Search with Vectors

Simon Hughes • Back to Haystack 2019

With the advent of deep learning and algorithms like word2vec and doc2vec, vectors-based representations are increasingly being used in search to represent anything from documents to images and products. However, search engines work with documents made of tokens, and not vectors, and are typically not designed for fast vector matching out of the box. In this talk, I will give an overview of how vectors can be derived from documents to produce a semantic representation of a document that can be used to implement semantic / conceptual search without hurting performance. I will then describe a few different techniques for efficiently searching vector-based representations in an inverted index, including LSH, vector quantization and k-means tree, and compare their performance in terms of speed and relevancy.
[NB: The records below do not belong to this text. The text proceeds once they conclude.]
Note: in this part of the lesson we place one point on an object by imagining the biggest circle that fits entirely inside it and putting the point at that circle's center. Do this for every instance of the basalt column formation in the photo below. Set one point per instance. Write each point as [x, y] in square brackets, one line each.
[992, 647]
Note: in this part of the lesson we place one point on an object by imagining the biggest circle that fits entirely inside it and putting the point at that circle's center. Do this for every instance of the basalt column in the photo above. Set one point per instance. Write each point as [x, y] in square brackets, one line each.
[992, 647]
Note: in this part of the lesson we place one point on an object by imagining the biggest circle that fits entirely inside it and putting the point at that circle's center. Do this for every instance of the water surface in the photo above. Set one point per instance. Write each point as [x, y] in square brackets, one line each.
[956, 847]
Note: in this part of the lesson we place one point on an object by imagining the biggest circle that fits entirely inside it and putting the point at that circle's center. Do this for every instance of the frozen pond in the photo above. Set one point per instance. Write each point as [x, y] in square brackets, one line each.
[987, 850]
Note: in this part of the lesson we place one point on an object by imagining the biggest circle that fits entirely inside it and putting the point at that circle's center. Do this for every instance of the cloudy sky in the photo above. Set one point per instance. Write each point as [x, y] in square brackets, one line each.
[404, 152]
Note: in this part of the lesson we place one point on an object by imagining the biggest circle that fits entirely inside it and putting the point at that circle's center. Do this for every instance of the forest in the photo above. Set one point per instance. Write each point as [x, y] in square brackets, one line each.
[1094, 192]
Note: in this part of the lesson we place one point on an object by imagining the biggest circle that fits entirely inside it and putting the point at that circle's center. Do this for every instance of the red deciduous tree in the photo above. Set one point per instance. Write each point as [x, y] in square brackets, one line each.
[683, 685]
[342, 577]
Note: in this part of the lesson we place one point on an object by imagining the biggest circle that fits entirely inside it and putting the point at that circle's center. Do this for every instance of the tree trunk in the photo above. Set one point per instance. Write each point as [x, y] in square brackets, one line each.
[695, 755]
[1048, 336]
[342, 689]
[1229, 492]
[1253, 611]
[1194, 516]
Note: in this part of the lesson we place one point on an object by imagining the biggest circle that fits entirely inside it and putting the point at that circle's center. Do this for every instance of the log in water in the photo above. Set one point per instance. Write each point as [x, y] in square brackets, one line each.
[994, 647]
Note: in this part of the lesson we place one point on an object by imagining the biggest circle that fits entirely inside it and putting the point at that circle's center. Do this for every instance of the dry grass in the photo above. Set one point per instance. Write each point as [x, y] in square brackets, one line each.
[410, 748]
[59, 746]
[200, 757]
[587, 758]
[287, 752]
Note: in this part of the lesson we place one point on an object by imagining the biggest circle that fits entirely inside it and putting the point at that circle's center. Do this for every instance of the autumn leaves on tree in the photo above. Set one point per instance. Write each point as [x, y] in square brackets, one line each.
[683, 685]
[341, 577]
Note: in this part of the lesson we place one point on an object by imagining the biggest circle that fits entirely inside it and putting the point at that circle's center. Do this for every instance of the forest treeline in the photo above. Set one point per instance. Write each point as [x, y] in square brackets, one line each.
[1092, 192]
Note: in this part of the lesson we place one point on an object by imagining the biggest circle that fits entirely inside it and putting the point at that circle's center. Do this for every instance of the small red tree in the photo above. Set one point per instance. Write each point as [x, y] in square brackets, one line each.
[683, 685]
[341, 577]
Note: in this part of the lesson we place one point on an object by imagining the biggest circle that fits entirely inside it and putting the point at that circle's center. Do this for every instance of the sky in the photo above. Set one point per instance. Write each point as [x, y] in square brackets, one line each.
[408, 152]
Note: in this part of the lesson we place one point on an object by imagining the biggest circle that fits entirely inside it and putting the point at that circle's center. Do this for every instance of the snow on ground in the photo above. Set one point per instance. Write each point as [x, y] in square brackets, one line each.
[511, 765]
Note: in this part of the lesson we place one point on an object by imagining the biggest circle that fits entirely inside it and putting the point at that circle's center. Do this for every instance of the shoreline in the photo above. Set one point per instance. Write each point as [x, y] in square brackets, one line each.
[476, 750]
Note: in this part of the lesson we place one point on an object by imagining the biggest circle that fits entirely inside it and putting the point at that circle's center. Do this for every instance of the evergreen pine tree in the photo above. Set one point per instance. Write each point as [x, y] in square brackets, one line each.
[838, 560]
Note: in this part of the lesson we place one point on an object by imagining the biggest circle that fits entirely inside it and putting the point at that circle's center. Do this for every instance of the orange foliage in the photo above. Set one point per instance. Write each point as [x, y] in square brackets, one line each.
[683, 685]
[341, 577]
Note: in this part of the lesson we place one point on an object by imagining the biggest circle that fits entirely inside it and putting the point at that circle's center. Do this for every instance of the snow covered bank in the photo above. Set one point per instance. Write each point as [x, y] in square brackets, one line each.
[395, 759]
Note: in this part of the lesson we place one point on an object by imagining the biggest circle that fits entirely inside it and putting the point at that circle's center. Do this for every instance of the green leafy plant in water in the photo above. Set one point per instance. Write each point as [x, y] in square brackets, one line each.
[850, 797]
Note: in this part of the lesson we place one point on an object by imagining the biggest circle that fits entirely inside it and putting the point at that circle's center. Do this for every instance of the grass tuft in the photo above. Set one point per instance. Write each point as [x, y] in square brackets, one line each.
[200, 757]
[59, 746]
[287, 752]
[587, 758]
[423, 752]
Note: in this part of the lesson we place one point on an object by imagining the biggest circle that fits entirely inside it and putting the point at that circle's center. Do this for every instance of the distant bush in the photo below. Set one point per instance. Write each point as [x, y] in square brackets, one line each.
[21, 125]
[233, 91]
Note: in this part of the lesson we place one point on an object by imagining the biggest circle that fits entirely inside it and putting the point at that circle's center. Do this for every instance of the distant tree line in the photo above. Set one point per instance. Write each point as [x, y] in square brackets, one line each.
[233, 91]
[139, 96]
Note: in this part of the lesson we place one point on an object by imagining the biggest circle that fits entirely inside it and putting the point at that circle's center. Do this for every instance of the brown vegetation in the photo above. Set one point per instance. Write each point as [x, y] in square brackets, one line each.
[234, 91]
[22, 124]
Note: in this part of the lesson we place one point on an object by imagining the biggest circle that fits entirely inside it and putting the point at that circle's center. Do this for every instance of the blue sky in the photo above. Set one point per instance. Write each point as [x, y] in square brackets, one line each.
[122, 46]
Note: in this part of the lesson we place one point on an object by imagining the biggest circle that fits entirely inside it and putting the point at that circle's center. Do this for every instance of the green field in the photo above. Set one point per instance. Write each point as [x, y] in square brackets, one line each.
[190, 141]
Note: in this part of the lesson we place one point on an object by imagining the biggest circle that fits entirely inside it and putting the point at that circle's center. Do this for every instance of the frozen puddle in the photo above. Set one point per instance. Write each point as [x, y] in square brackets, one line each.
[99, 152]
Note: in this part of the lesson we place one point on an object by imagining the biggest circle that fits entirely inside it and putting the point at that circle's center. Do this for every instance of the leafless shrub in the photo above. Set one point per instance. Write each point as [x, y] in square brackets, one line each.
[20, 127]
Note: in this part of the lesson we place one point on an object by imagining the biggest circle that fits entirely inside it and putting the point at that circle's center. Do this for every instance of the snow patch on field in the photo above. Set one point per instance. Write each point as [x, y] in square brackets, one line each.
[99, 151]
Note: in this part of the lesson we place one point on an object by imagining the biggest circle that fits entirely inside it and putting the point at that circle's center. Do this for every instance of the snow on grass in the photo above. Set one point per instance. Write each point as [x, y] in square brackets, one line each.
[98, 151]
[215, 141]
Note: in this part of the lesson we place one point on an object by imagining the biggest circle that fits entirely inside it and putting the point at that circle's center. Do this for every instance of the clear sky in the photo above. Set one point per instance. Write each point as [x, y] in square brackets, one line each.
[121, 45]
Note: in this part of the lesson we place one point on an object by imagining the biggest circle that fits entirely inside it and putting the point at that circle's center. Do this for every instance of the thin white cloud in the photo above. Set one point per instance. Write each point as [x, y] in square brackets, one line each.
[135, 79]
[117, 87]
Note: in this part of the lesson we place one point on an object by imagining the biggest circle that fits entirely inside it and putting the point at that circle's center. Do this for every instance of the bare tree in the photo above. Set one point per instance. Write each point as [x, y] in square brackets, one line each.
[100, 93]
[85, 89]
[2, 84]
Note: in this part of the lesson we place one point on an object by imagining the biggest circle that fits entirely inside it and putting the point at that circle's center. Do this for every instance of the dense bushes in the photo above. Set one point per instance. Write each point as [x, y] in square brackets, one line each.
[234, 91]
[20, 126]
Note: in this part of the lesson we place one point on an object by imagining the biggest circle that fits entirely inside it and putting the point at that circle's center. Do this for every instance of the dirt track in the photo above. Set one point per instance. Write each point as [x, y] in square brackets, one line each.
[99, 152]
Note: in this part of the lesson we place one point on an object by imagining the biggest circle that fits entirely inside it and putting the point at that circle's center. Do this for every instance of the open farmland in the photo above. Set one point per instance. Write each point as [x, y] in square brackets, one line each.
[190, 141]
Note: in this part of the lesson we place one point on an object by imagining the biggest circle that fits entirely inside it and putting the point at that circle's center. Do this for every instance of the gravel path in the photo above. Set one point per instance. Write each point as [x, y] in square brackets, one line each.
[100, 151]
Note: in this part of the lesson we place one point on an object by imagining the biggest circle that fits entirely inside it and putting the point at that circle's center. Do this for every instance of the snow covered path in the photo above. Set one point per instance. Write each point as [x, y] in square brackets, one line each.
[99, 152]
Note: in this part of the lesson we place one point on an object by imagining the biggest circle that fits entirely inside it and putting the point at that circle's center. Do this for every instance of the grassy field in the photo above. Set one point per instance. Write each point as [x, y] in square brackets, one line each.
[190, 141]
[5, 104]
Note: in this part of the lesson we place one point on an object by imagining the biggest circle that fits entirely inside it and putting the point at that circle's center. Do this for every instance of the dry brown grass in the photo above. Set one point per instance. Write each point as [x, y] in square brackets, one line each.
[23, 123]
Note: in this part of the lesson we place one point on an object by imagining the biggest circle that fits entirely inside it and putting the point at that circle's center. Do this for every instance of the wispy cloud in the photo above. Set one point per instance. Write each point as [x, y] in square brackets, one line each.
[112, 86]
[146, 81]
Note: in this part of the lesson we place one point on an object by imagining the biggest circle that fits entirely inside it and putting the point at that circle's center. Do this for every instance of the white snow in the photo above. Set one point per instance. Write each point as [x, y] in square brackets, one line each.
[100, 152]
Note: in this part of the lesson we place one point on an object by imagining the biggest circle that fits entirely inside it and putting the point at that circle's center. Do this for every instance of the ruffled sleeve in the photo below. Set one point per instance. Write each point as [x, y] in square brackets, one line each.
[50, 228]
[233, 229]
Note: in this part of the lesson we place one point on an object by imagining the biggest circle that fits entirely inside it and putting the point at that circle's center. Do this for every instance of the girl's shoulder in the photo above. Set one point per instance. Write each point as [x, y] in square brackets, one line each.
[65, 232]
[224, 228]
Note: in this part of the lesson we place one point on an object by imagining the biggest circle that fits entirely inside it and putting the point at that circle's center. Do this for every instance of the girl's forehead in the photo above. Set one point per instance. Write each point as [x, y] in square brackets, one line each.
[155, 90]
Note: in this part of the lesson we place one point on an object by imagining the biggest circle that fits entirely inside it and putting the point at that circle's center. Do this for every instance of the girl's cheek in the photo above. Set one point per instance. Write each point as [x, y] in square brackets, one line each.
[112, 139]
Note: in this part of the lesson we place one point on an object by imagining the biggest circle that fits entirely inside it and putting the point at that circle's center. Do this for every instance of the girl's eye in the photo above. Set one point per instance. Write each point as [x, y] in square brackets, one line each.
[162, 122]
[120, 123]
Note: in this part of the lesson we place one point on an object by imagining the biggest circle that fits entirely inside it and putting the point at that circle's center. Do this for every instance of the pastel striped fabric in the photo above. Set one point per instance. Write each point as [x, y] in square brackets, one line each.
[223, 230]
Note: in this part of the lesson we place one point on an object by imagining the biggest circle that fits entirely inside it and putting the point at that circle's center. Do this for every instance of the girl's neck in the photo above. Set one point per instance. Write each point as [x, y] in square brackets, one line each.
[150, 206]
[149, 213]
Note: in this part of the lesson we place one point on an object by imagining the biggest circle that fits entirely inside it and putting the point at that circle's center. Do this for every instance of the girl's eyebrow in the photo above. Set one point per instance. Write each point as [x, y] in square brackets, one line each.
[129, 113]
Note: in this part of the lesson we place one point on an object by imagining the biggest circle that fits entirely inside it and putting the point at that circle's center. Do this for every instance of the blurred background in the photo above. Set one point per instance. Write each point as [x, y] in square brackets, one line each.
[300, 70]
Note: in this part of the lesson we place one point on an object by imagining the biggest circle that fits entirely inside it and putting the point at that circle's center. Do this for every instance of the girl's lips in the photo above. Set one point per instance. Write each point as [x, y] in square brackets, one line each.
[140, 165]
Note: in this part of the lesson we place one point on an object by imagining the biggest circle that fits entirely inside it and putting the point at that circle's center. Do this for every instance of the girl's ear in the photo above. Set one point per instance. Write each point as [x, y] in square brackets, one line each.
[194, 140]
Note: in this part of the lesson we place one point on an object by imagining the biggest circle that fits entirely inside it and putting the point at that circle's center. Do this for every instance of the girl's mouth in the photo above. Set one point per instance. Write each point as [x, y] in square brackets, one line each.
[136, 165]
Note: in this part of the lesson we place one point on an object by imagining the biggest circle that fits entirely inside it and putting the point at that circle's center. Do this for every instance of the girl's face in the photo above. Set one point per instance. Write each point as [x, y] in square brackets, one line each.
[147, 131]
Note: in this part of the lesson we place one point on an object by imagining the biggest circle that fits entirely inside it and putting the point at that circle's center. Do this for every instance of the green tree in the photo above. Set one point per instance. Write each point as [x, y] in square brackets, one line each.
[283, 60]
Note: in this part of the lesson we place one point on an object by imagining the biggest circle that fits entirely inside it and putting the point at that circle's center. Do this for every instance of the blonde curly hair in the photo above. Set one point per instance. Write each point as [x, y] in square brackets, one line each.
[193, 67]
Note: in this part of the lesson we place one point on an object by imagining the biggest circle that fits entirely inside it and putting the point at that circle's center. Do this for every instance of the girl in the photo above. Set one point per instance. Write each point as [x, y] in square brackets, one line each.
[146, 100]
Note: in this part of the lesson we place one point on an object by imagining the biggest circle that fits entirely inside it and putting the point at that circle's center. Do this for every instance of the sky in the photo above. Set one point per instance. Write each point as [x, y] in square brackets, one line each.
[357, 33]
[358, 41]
Finally, I will describe how each technique can be implemented efficiently in a lucene-based search engine such as Solr or Elastic Search.

Simon Hughes

DHI

Simon is currently the Chief Data Scientist at Dice.com, the technology professional recruiting site. He is also a PhD candidate at DePaul university, studying a PhD in machine learning and natural language processing (NLP) which he hopes to complete this year. At Dice, he has developed multiple recommender engines for matching job seekers with jobs, as well as optimizing the relevancy of both Dice.com's job and talent search, and more recently worked on Dice's Career Path Explorer, and Salary Prediction tools (under `career explorer' on www.dice.com).

In his academic studies, Simon is researching the application of AI and NLP to the education sector. His thesis topic is on extracting causal reasoning from scientific explanatory essays. He is also a proud father of two children, an avid video gamer, and a British expatriate, having been born in Cheshire, England before moving to Chicago in 2005.